Laid-off Cisco workers undoubtedly thrilled for company's shareholders over planned dividend
Networking giant flush with cash, profits after pink-slipping 2,000 workers
Let me just start by acknowledging that public corporations clearly have a responsibility to their shareholders. No argument there; it's right in any corporation's charter. I get it.
That being said, I can't help but wonder how the news that Cisco Systems will be offering its first dividend to shareholders is being received by the more than 2,000 workers who were laid off from the networking equipment giant over the past two years.

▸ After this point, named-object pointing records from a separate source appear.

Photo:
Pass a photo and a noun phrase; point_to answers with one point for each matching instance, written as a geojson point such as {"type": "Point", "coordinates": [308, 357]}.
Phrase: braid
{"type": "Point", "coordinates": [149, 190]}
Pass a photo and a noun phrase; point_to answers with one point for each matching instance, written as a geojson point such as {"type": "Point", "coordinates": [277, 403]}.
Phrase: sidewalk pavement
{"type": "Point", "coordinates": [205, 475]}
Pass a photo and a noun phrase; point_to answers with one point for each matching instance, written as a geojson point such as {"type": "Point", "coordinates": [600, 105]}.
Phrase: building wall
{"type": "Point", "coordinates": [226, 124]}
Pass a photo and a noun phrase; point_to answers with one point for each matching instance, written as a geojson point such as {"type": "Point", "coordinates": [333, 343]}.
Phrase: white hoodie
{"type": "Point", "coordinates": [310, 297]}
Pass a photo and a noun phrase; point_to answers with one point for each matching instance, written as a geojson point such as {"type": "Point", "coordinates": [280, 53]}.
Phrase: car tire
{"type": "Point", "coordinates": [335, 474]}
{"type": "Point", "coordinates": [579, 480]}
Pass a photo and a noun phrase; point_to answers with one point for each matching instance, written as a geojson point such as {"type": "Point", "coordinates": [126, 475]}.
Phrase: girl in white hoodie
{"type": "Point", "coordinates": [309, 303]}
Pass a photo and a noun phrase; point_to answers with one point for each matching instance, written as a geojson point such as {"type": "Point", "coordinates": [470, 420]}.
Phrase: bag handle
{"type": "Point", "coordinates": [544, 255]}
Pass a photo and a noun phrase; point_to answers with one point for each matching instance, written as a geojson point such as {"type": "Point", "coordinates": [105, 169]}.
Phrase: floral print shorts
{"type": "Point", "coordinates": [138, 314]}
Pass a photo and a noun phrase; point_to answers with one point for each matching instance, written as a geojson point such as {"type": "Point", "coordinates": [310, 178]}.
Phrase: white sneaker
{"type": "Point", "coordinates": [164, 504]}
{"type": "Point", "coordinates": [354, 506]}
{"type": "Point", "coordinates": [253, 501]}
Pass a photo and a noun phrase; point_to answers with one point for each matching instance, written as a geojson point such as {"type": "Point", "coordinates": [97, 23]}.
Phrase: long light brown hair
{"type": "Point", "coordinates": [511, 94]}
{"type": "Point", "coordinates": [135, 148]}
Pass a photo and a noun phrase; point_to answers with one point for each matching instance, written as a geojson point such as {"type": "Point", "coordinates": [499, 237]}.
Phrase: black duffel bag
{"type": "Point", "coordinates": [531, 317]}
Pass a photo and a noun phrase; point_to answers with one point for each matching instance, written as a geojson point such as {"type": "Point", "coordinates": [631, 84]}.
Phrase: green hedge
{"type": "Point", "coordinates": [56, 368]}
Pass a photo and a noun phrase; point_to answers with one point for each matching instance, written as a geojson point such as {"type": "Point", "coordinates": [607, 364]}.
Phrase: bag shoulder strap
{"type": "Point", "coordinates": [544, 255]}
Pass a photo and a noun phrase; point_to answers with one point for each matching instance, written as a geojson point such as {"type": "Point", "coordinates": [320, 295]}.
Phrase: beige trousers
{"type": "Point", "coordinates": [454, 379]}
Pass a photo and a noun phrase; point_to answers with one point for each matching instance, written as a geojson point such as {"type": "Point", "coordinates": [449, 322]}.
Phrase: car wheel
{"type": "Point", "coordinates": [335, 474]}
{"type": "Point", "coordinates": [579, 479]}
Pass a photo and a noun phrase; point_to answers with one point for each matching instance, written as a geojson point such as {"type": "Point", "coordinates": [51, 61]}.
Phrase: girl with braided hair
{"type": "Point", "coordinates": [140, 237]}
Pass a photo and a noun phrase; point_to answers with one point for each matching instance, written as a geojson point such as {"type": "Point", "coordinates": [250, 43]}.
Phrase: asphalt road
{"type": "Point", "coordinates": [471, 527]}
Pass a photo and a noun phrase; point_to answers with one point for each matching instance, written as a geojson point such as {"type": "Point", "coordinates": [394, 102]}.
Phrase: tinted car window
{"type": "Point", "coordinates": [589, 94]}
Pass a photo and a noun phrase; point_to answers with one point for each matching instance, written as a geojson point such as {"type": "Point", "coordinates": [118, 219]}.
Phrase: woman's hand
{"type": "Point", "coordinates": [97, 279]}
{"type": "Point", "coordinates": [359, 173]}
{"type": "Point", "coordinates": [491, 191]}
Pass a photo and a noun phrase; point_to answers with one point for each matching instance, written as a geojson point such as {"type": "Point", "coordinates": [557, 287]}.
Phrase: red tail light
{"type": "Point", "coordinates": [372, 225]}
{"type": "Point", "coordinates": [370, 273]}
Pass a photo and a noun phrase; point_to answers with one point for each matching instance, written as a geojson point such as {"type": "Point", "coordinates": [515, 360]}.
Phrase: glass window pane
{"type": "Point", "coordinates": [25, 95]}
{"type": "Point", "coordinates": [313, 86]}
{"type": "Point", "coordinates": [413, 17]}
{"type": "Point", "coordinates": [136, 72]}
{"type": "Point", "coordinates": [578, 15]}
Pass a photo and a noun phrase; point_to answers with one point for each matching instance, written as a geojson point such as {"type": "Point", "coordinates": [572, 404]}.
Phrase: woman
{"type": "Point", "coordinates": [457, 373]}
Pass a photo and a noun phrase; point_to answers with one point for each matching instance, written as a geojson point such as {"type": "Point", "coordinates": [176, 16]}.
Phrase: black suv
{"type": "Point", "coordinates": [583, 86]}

In making the layoffs -- euphemistically referred to as a "realignment and restructuring of resources" -- Cisco was able to cut $1.5 billion in expenses, which undoubtedly helped the company avoid imminent bankruptcy.
Oh, wait. It seems revenue climbed 11 percent to $40 billion in the 2010 fiscal year (which ended July 31), while profits soared 27 percent to $7.8 billion. Whew! Close call!
Not only that, Cisco CEO John Chambers was compensated to the tune of $18.9 million in fiscal 2010, up 33 percent from the previous year. (Clearly that tune isn't "Brother, Can You Spare a Dime?") How many rank-and-file jobs Chambers' increased compensation alone would have allowed Cisco to save is anybody's guess.
There's more. Cisco happens to be sitting on $30 billion in cash. But it's overseas. You know, where many of the company's jobs were outsourced, along with the jobs of tens of thousands of workers formerly employed by other tech companies.
Of course, how much of a dividend Cisco will award shareholders -- Chambers is ballparking 1% to 2% -- depends on how much the U.S. government decides to tax overseas profits that patriotic American corporate job offshorers like Cisco want to bring back into the country. Chambers told Wall Street analysts that it would be a "major mistake" by the U.S. government not to allow repatriation of profits made overseas. Arguably even un-American.
Again, before the cries of "socialist" fill up the comments section, I realize corporations have a responsibility to maximize shareholder value, and that's understandable. But is that the only responsibility they have?
I really would like to hear what laid-off Cisco workers -- and anyone else -- think of the company's dividend plans and Chambers' concerns about the U.S. taxing overseas profits. I'm guessing most will be genuinely pleased for the shareholders, who, after all, never have received a dividend from the company before. Ever! And after all, haven't they suffered enough?
Meanwhile, I hear they're hiring at Wal-mart.